Intro to Naural Language Processing with spaCy

spaCy

spaCy is a natural language processing library for python. Some of its features are: - non-destructive tokenization, - named entity recognition, - pre-trained models - support for 52+ individual langueages.

Since coding is best explained through examples, in this blog, we will use spacy to work through a book from Project Gutenberg.

Finding proper nouns and custom patterns in The Adventures of Sherlock Holmes

Install spacy and language model

! pip install -U spacy
! python -m spacy download en_core_web_sm

Imports

import spacy

Load model as the nlp onject

spacy language and models can be downloaded as python packages. Some of the models and langugae packages can be found here. For this example, we will be using the small english languge web model 'en_core_web_sm'.

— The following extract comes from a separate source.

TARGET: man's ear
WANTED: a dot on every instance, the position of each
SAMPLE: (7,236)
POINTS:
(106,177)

nlp = spacy.load('en_core_web_sm')

Load text

text = open('data/1661-0.txt').read()

The length of the text is more than the default max length, so we reassign the max length of text to reflect that.

nlp.max_length = len(text)

Process text

doc = nlp(text)

Find sentences in text

sentences = list(doc.sents)

we can access the sentences through a loop.

long_sentences = [sentence for sentence in sentences if len(sentence) > 100]
long_sentences[0]

A shock of orange hair, a
pale face disfigured by a horrible scar, which, by its contraction, has
turned up the outer edge of his upper lip, a bulldog chin, and a pair
of very penetrating dark eyes, which present a singular contrast to the
colour of his hair, all mark him out from amid the common crowd of
mendicants and so, too, does his wit, for he is ever ready with a reply
to any piece of chaff which may be thrown at him by the passers-by.

Tokenization, Lemmatization and labeling of named entities

When we call the nlp object on our text, it calls for a pipeline object that tokenizes, tags, parses and recognizes entities. We can access the tokens and entities through a loop, call for the lemmas of each word through .lemma_ and find labels for the entities through .label_

token_list = [token for token in doc]
token_list[1000:1010]

[problem, ., I, rang, the, bell, , and, was, shown]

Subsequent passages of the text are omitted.